Neurological rehabilitation treatment for relearning movement abilities after a stroke, paraplegia or traumatic brain injury is based on intensive movement therapy over a period of several weeks and months, sometimes even years. This therapy helps patients relearn everyday arm, hand and leg movements such as walking and climbing stairs, gripping, eating, drinking, and writing. The arms and legs of the patient are repeatedly ­guided in natural motions so that the healthy areas of the brain can successively learn how to control the paralyzed extremities. Robot-assisted therapy exercise devices can relieve therapists of heavy, monotonous physical work, while at the same time increasing the intensity of the patients' therapy. Clinical studies on patients treated using robot-assisted therapy exercise devices show a greatly improved rate of success compared to patients treated using conventional therapy.

Learning to walk again

The robot-assisted walking simulator HapticWalker was developed at Fraunhofer IPK to aid people in learning to walk again. It is the first device in the world to allow patients to practice any conceivable walking movement, such as walking on a flat surface or climbing stairs, by providing full guidance for the foot. The high dynamic response of the drives in the machine also means that, for the first time, disturbances in walking, such as uneven ground, stumbling and slipping, can be simulated as well. This is very important in ensuring good results from the therapy. The device also has a built-in man-machine interaction system, which uses force-moment sensors integrated into the foot plates and intelligent control algorithms to reduce the degree of support provided to match the patient's learning progress. An intelligent sensor data processing system provides new opportunities for online walking analysis, biofeedback and quality assurance during rehabilitation.
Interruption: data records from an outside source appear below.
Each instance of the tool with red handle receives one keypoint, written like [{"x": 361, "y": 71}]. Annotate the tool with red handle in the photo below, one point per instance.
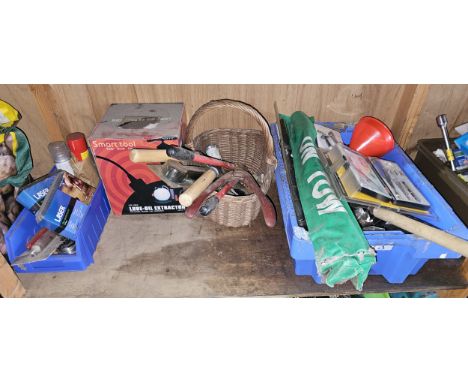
[
  {"x": 212, "y": 202},
  {"x": 190, "y": 156}
]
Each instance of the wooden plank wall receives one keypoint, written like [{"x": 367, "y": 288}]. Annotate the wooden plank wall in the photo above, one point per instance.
[{"x": 50, "y": 112}]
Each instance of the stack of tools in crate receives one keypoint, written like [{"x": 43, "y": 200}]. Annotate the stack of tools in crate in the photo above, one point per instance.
[
  {"x": 223, "y": 173},
  {"x": 15, "y": 167},
  {"x": 444, "y": 161},
  {"x": 361, "y": 209},
  {"x": 65, "y": 213}
]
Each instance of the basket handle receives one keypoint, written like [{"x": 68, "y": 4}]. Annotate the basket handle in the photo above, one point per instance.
[{"x": 234, "y": 104}]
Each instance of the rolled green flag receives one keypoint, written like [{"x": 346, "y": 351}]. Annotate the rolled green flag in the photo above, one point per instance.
[{"x": 342, "y": 252}]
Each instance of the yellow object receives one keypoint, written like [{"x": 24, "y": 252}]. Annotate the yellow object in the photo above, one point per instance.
[
  {"x": 15, "y": 141},
  {"x": 367, "y": 198},
  {"x": 8, "y": 114}
]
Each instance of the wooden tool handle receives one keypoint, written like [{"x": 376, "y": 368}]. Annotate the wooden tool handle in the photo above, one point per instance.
[
  {"x": 427, "y": 232},
  {"x": 189, "y": 195},
  {"x": 148, "y": 156}
]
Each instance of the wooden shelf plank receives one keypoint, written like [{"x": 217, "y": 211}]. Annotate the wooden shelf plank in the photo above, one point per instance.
[{"x": 172, "y": 256}]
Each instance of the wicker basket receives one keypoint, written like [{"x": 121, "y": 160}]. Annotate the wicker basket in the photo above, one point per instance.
[{"x": 252, "y": 147}]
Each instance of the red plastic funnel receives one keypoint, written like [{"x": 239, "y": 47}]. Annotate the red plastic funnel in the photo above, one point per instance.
[{"x": 372, "y": 137}]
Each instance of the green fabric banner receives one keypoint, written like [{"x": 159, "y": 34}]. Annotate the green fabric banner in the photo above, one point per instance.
[
  {"x": 341, "y": 250},
  {"x": 22, "y": 156}
]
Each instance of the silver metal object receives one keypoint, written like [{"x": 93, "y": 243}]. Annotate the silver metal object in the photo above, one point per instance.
[{"x": 442, "y": 122}]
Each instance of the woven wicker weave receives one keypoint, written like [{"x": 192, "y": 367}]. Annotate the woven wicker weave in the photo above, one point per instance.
[{"x": 251, "y": 147}]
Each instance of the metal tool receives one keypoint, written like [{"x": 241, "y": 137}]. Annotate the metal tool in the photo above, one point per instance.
[
  {"x": 176, "y": 174},
  {"x": 190, "y": 194},
  {"x": 268, "y": 209},
  {"x": 442, "y": 122},
  {"x": 44, "y": 245},
  {"x": 212, "y": 202}
]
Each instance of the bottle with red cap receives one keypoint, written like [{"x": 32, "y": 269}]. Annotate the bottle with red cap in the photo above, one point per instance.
[{"x": 76, "y": 142}]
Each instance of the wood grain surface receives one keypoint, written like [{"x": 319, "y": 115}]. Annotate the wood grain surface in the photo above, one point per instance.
[{"x": 172, "y": 256}]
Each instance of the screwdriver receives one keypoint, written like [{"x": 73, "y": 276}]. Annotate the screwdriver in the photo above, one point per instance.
[{"x": 442, "y": 122}]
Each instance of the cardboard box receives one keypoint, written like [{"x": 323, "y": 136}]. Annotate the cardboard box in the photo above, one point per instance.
[{"x": 133, "y": 188}]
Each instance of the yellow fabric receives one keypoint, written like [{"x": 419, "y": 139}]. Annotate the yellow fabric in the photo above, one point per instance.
[
  {"x": 9, "y": 112},
  {"x": 15, "y": 141}
]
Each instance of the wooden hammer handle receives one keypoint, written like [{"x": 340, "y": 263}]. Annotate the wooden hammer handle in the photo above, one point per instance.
[
  {"x": 427, "y": 232},
  {"x": 197, "y": 187},
  {"x": 148, "y": 156}
]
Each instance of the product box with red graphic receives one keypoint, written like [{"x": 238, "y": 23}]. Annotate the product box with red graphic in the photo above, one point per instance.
[{"x": 134, "y": 188}]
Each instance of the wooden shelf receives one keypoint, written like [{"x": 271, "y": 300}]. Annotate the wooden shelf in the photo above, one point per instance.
[{"x": 172, "y": 256}]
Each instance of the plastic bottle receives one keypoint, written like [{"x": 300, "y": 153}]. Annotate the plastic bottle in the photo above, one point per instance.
[{"x": 62, "y": 157}]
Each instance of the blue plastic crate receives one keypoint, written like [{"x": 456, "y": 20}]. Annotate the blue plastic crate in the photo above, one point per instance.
[
  {"x": 398, "y": 254},
  {"x": 25, "y": 226}
]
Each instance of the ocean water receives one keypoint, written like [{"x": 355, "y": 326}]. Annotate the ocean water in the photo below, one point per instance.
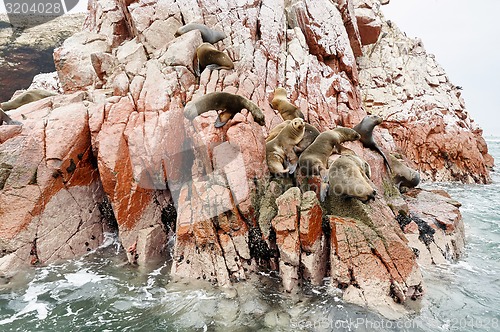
[{"x": 100, "y": 293}]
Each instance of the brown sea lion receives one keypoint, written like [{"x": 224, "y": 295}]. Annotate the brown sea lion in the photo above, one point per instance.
[
  {"x": 25, "y": 98},
  {"x": 347, "y": 177},
  {"x": 279, "y": 150},
  {"x": 287, "y": 110},
  {"x": 4, "y": 118},
  {"x": 365, "y": 129},
  {"x": 208, "y": 35},
  {"x": 314, "y": 159},
  {"x": 310, "y": 134},
  {"x": 210, "y": 57},
  {"x": 403, "y": 176},
  {"x": 228, "y": 103}
]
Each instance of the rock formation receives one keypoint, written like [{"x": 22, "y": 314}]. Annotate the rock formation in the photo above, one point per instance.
[{"x": 115, "y": 151}]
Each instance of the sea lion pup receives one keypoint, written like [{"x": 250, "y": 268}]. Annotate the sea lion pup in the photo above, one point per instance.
[
  {"x": 210, "y": 57},
  {"x": 229, "y": 103},
  {"x": 310, "y": 134},
  {"x": 25, "y": 98},
  {"x": 208, "y": 35},
  {"x": 365, "y": 129},
  {"x": 403, "y": 176},
  {"x": 347, "y": 177},
  {"x": 314, "y": 159},
  {"x": 287, "y": 110},
  {"x": 279, "y": 150}
]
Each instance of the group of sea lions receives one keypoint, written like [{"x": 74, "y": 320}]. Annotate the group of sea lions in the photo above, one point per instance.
[{"x": 291, "y": 144}]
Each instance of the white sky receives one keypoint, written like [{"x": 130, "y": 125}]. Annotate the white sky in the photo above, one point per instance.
[
  {"x": 464, "y": 35},
  {"x": 79, "y": 8},
  {"x": 465, "y": 38}
]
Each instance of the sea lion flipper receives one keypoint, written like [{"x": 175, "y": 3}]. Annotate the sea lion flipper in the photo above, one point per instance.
[{"x": 222, "y": 119}]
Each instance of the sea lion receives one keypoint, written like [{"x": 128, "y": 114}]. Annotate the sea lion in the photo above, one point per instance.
[
  {"x": 210, "y": 57},
  {"x": 229, "y": 103},
  {"x": 287, "y": 110},
  {"x": 403, "y": 176},
  {"x": 347, "y": 177},
  {"x": 310, "y": 134},
  {"x": 208, "y": 35},
  {"x": 314, "y": 159},
  {"x": 279, "y": 150},
  {"x": 25, "y": 98},
  {"x": 365, "y": 129}
]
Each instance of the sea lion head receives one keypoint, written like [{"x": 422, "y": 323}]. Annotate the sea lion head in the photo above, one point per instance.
[
  {"x": 210, "y": 57},
  {"x": 375, "y": 119},
  {"x": 298, "y": 124}
]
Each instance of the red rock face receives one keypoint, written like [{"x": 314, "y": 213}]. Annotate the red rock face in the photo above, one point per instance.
[
  {"x": 423, "y": 111},
  {"x": 125, "y": 145},
  {"x": 51, "y": 194}
]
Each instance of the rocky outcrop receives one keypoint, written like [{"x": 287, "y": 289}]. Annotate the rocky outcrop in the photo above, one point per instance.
[
  {"x": 117, "y": 144},
  {"x": 433, "y": 225},
  {"x": 423, "y": 111}
]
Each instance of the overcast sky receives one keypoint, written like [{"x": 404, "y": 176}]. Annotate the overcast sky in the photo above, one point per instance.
[{"x": 464, "y": 35}]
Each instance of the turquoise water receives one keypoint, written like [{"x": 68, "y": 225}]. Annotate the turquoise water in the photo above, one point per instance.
[{"x": 100, "y": 293}]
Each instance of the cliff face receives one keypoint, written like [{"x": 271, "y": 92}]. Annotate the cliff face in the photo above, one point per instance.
[{"x": 116, "y": 151}]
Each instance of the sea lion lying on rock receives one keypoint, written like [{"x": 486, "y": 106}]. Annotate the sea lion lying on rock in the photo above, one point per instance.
[
  {"x": 208, "y": 35},
  {"x": 348, "y": 177},
  {"x": 281, "y": 157},
  {"x": 310, "y": 134},
  {"x": 25, "y": 98},
  {"x": 365, "y": 129},
  {"x": 210, "y": 57},
  {"x": 8, "y": 121},
  {"x": 228, "y": 103},
  {"x": 403, "y": 176},
  {"x": 314, "y": 159},
  {"x": 287, "y": 110}
]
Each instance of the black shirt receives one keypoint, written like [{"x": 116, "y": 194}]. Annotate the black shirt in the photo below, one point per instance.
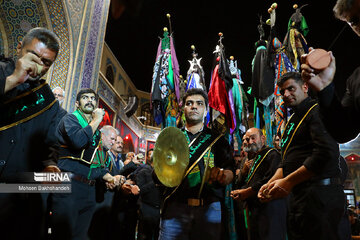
[
  {"x": 70, "y": 133},
  {"x": 28, "y": 146},
  {"x": 222, "y": 159},
  {"x": 341, "y": 118},
  {"x": 311, "y": 146}
]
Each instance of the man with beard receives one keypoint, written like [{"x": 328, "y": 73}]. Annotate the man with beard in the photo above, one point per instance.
[
  {"x": 309, "y": 172},
  {"x": 190, "y": 211},
  {"x": 265, "y": 220},
  {"x": 29, "y": 114},
  {"x": 116, "y": 153},
  {"x": 81, "y": 154}
]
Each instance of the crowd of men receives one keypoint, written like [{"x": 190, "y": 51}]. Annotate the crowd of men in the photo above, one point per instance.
[{"x": 291, "y": 191}]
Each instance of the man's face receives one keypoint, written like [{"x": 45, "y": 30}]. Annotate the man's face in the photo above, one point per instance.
[
  {"x": 148, "y": 155},
  {"x": 253, "y": 141},
  {"x": 58, "y": 93},
  {"x": 38, "y": 48},
  {"x": 87, "y": 103},
  {"x": 277, "y": 142},
  {"x": 108, "y": 140},
  {"x": 195, "y": 109},
  {"x": 293, "y": 93},
  {"x": 118, "y": 146}
]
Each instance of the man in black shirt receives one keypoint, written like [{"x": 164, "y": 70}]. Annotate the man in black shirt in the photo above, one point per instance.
[
  {"x": 189, "y": 213},
  {"x": 309, "y": 172},
  {"x": 341, "y": 117},
  {"x": 29, "y": 114},
  {"x": 81, "y": 153},
  {"x": 265, "y": 220}
]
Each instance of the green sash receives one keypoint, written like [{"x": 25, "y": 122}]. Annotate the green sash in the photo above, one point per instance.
[
  {"x": 290, "y": 129},
  {"x": 197, "y": 149},
  {"x": 99, "y": 159},
  {"x": 26, "y": 106}
]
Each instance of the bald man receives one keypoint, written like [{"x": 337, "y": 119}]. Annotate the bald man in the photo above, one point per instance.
[{"x": 266, "y": 221}]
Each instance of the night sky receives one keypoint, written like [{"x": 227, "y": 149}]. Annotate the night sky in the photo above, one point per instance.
[{"x": 134, "y": 36}]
Remote therapy support at home

To ensure that patients at home continue to receive a similar level of therapy to the one they receive at a hospital, we have developed solutions for remote-controlled movement ­therapy based on intelligent, robot-assisted therapy exercise devices. These telerehabilitation systems offer patients the opportunity to receive remote support from a therapist in a rehab center or local branch for the exercises they carry out at home. This is made possible via an extended telemedical connection between the patient and their doctor or therapist. Both parties can communicate with each other via the telerehabilitation system using video, audio and, for the first time, haptic communication (force feedback). The system thus transfers the personal presence, aid and motivational support of the therapist into the patient's home.